It’s not every day that you encounter and analogy that links self-driving vehicle technology and golf clubs. Not by a long shot.
[OK; you knew that was coming – admit it.]
“Golf is one of my favorite pastimes and … it takes a certain amount of strategy and creativity to decide which clubs to use along the way,” she explained in a recent blog post – part of a series of posts addressing the technical issues surrounding autonomous vehicles (AVs).
In terms of golf club selection, Winter noted that some are “fairly obvious,” such as using a driver off the tee, a wedge for the sand trap or a putter for the green.
Other shots, however, require a bit more ingenuity when it comes to club selection – such as using a 3-iron to “punch out” from under a tree.
“I like to think of my bag of clubs as my golfing toolkit – each club chosen to provide optimal performance and power for the circumstances,” Winter noted.
And just as one needs different clubs to successfully play 18 holes of golf, she emphasized, different kinds of processors tare needed to successfully “drive” an autonomous vehicle.
Take sensors as an example.
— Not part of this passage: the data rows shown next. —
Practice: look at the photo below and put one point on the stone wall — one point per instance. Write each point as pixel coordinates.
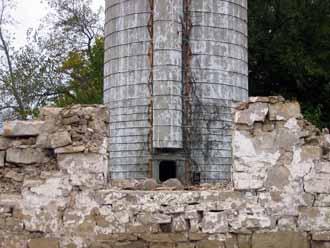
(54, 189)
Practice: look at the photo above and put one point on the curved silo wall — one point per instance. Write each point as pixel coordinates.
(219, 76)
(173, 70)
(167, 74)
(127, 71)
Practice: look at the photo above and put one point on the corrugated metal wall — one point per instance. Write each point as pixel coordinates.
(219, 71)
(126, 85)
(145, 45)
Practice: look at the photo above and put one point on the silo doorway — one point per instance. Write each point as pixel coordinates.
(167, 170)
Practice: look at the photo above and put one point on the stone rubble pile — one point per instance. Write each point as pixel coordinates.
(55, 193)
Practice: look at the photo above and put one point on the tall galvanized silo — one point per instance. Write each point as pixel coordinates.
(173, 69)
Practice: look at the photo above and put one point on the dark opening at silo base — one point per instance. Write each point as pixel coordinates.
(167, 170)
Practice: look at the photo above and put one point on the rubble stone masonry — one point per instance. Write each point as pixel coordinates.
(54, 190)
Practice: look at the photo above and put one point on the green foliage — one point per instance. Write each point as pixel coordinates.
(289, 53)
(85, 70)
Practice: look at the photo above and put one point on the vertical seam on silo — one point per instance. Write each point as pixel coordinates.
(187, 103)
(150, 86)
Each type of sensor generates a very different kind of data: cameras generate pixels; LIDAR, short for “light detection and ranging,” uses light in the form of a pulsed laser to measure “ranges” variable distances; and radar generates analog waveforms.
“All of these data types need to be processed differently,” Winter pointed out. “And if you were developing an autonomous car brain, you would choose very specialized tools perfectly suited to each data type rather than a single gaming processor for all of it.”
The same “golf club” philosophy, if you will, holds true for the “artificial intelligence” or AI inside a self-driving vehicle as well, she stressed.
“We often hear that the role of AI in autonomous cars is for ‘computer vision,’ and that a specific kind of computing element can be used for all AI in autonomous driving,” Winter said. “But that’s an incomplete picture of the challenge.”
She explained that AI is much more than computer vision; in fact, it’s used throughout a driverless vehicle to do everything from natural language processing and “personalization” to decision-making.
“Those are all very different kinds of AI, each with very different and unique computing needs,” Winter emphasized. “So instead of choosing one processor for all of the artificial intelligence tasks in the car, you need a processing toolkit with computing elements designed for each of those very different tasks.”
Thus, in similar fashion as to how golfers need a full bag of clubs to successfully play golf, AV designers need a suite of computing technologies to successfully engineer an AV’s “brain” and all the different functions it needs to control and perform.
“Although golf gives us an interesting way to describe the complexity of autonomous car design, I have to end my analogy there,” Winter stressed.
“Golf is a fun game … but a game nonetheless. Autonomous driving is not; we also know exactly how challenging it is,” she pointed out. “If you ask the leaders in autonomous driving what kind of computer they would design for deployment in [self-driving] cars five years from now, none of them can tell you. The rate of change and innovation in this industry is staggering.”
Something to keep in mind as efforts to deploy autonomous cars and trucks on our roads continue to gain speed.